Staten Island is often thought of as the odd borough out of NYC, home to a weather-predicting rodent and a cranky populace that has occasionally expressed its dissatisfaction with being part of the city by entertaining calls to secede from it. These days, S.I. is probably best known as the birthplace of comedian and inexplicable serial dater of hot female stars Pete Davidson, who epically shit-talked the place on Saturday Night Live, then made a movie about growing up there.
Staten Island has also been the beneficiary of many pie-in-the-sky proposals to make it more appealing for gentrification—projects like a planned aerial gondola to ease commuting to and from there. Then there's the New York Wheel, an amusement ride cum landmark meant to revitalize the St. George waterfront not far from the Staten Island Ferry. After receiving official approval from City Council, the Wheel began construction in 2015 before it was abandoned three years later due to lack of funding. Now, as reported by silive.com via the The Architect's Newspaper it may be returning, albeit in diminished form.

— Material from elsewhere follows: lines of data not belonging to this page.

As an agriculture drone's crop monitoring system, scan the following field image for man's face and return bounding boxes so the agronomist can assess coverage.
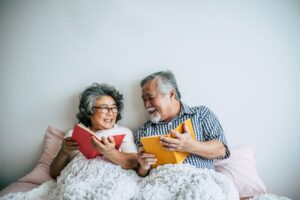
[142,80,172,123]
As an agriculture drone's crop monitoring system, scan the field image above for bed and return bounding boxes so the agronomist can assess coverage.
[0,127,288,200]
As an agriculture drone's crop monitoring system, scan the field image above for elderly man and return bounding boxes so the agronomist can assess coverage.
[135,71,230,176]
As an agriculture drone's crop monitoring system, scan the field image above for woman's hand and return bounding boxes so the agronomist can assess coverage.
[61,137,79,155]
[91,136,116,156]
[137,147,157,176]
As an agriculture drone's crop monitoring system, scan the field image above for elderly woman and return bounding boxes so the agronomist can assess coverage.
[50,83,137,178]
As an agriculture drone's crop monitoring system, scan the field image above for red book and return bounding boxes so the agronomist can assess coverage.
[71,124,125,159]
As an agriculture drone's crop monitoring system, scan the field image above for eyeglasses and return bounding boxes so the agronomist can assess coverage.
[93,106,118,113]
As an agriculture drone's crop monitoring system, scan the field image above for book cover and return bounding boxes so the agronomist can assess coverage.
[141,119,195,168]
[71,124,125,159]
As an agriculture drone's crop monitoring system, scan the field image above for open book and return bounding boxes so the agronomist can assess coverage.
[141,119,195,168]
[71,123,125,159]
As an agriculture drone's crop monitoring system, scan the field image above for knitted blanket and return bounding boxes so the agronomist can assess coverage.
[0,154,286,200]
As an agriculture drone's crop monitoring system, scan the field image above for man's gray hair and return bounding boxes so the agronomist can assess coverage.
[141,70,181,101]
[76,83,123,126]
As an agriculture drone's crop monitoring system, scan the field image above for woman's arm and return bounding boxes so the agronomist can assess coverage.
[50,137,79,179]
[91,136,138,169]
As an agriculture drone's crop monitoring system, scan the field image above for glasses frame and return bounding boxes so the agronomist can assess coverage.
[93,106,119,114]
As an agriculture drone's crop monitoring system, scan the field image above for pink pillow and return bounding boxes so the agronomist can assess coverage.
[0,182,39,197]
[18,126,65,184]
[215,145,267,197]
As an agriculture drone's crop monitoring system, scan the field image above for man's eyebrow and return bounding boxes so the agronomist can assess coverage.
[142,93,153,98]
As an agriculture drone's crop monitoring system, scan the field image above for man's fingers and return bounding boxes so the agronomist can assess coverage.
[170,129,182,139]
[107,136,115,143]
[160,137,180,144]
[138,147,144,154]
[183,122,190,134]
[141,153,155,158]
[160,141,179,148]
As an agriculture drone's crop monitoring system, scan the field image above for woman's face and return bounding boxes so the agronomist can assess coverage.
[90,96,118,131]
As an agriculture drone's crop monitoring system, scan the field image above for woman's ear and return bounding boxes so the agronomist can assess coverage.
[169,89,176,99]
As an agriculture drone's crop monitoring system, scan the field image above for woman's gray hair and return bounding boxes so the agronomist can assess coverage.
[141,70,181,101]
[76,83,123,126]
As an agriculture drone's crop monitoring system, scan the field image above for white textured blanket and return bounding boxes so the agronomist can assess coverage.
[0,155,290,200]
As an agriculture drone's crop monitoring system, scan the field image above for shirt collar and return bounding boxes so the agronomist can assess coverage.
[178,102,196,116]
[144,101,196,128]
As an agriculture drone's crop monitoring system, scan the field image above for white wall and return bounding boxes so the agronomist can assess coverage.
[0,0,300,199]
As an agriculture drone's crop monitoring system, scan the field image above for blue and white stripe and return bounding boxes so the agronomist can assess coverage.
[134,103,230,169]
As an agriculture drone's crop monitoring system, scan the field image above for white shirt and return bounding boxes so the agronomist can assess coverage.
[65,124,137,157]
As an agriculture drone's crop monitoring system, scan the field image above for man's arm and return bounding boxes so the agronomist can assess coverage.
[160,124,226,159]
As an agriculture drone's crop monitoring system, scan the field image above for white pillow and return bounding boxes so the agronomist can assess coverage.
[215,145,267,197]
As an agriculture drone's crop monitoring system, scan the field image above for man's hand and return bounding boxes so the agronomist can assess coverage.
[137,147,157,176]
[61,137,79,155]
[91,136,115,156]
[160,124,196,153]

As originally conceived, the project, which was was inspired by the London Eye, would have soared to 630 feet, making it the largest such structure in the world (the Eye, by comparison, stands at a mere 443 feet). Designed by Perkins Eastman in association with S9 Architecture, the New York Wheel had a sleek, futuristic profile with bullet-shaped gondolas that could accommodate groups of people, affording them spectacular views of Lower Manhattan and New York Harbor out to the Verrazano Bridge. While details of the replacement Wheel have yet to be released, it's expected to be at least as tall as its progenitor in London.

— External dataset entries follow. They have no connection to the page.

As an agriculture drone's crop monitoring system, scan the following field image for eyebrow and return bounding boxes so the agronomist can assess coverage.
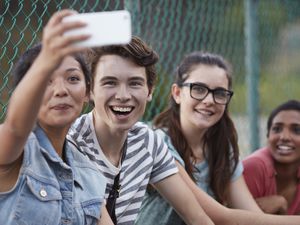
[191,82,228,91]
[66,67,82,72]
[100,76,146,82]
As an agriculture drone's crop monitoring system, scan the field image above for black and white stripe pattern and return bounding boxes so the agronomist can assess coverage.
[68,113,177,225]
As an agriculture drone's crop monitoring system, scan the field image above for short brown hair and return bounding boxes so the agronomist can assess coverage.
[88,36,158,90]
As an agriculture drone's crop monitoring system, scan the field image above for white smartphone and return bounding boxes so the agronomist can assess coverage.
[63,10,132,47]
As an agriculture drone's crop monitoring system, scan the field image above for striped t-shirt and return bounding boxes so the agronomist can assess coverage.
[68,113,178,225]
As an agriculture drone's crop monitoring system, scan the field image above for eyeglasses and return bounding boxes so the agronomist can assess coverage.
[181,83,233,105]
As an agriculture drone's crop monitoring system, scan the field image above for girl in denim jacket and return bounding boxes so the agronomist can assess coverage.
[0,10,112,225]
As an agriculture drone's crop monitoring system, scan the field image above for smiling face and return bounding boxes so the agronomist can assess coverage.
[268,110,300,165]
[172,65,228,132]
[91,55,152,131]
[38,56,87,129]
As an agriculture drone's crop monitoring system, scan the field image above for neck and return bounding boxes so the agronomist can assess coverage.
[93,111,128,166]
[43,127,69,158]
[274,162,300,181]
[181,119,205,162]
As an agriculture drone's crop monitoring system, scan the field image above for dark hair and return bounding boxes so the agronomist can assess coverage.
[89,36,158,90]
[267,100,300,137]
[12,43,91,93]
[154,52,239,203]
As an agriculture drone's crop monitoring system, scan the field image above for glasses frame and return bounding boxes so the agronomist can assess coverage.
[181,83,234,105]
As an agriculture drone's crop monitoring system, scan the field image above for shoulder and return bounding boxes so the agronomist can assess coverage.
[68,112,92,138]
[128,122,162,147]
[243,148,273,176]
[243,147,273,166]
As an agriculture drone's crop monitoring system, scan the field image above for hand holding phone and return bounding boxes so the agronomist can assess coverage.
[63,10,132,47]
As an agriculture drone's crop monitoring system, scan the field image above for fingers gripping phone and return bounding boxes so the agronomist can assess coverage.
[63,10,131,47]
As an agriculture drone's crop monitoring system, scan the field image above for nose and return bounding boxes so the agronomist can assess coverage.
[53,80,68,97]
[280,128,291,140]
[115,85,131,101]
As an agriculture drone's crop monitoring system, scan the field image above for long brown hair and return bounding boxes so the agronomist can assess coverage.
[154,52,239,203]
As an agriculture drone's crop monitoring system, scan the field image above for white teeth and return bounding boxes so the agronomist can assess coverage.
[112,106,131,112]
[277,145,292,150]
[198,110,213,116]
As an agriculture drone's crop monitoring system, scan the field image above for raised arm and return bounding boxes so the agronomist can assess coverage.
[0,10,88,165]
[177,163,300,225]
[154,174,214,225]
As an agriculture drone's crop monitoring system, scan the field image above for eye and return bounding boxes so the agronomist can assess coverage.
[68,75,80,83]
[292,125,300,135]
[214,89,229,98]
[271,125,282,134]
[129,81,144,87]
[102,80,117,87]
[192,84,207,94]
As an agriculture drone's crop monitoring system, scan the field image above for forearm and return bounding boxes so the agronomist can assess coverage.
[154,174,214,225]
[5,57,52,137]
[0,59,50,165]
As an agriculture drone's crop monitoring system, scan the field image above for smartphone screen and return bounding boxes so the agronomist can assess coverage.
[63,10,132,47]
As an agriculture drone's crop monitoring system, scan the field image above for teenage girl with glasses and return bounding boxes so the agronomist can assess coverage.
[138,52,262,224]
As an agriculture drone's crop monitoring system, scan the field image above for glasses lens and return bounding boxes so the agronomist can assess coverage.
[214,90,230,104]
[191,84,208,100]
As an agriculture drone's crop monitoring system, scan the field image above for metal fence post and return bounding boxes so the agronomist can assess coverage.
[244,0,259,151]
[124,0,141,35]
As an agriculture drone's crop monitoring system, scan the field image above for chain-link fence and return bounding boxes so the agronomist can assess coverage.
[0,0,300,156]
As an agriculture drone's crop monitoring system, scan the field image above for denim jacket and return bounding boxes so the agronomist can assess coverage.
[0,127,106,225]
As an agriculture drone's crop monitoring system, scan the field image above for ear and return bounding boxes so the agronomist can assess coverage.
[171,84,181,104]
[88,90,94,102]
[147,87,154,102]
[84,90,90,103]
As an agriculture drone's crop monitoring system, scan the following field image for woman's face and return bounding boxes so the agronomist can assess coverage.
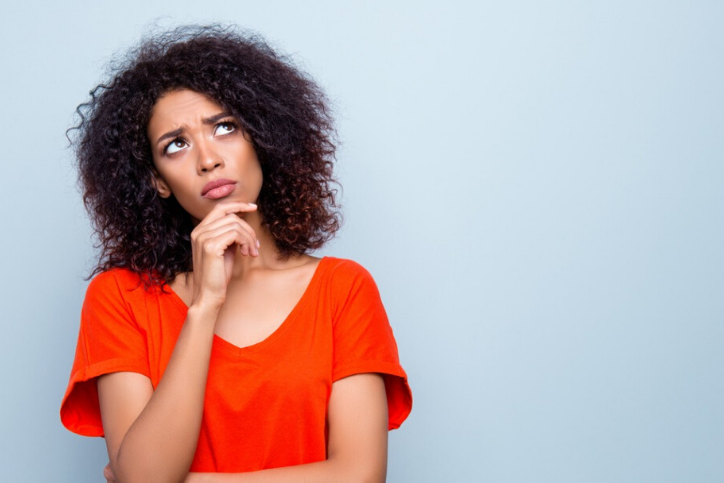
[147,89,262,224]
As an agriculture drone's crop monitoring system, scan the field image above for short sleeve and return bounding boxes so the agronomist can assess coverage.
[332,260,412,429]
[60,271,150,436]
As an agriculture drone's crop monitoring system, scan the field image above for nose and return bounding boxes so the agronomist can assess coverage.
[196,142,224,174]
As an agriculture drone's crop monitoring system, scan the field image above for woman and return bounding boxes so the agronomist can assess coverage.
[61,27,412,482]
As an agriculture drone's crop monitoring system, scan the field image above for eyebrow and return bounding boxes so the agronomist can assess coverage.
[156,111,232,145]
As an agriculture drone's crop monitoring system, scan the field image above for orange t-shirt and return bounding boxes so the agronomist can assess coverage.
[60,257,412,472]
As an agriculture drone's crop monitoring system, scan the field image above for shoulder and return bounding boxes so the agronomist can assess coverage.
[85,268,151,302]
[324,257,373,282]
[325,257,380,307]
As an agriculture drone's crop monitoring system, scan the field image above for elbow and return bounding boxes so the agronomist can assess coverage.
[111,454,188,483]
[335,461,387,483]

Things first ran afoul for the New York Wheel in 2017 when the engineering firm hired to construct it reportedly walked off the job. The following year, the receipt of $140 million in tax-exempt city bonds fell through, sealing the project's fate. In 2019, components of the Wheel that had already been built were auctioned off. The company behind the plan is still paying rent on the eight-acre site, which may account for all of the talk about resurrecting the idea.
Before the wheels came off of the original plan, it was intended to serves as a "marquee destination on the Staten Island waterfront," and it may yet do so; it wouldn't be the first building project in New York City that came back from the dead.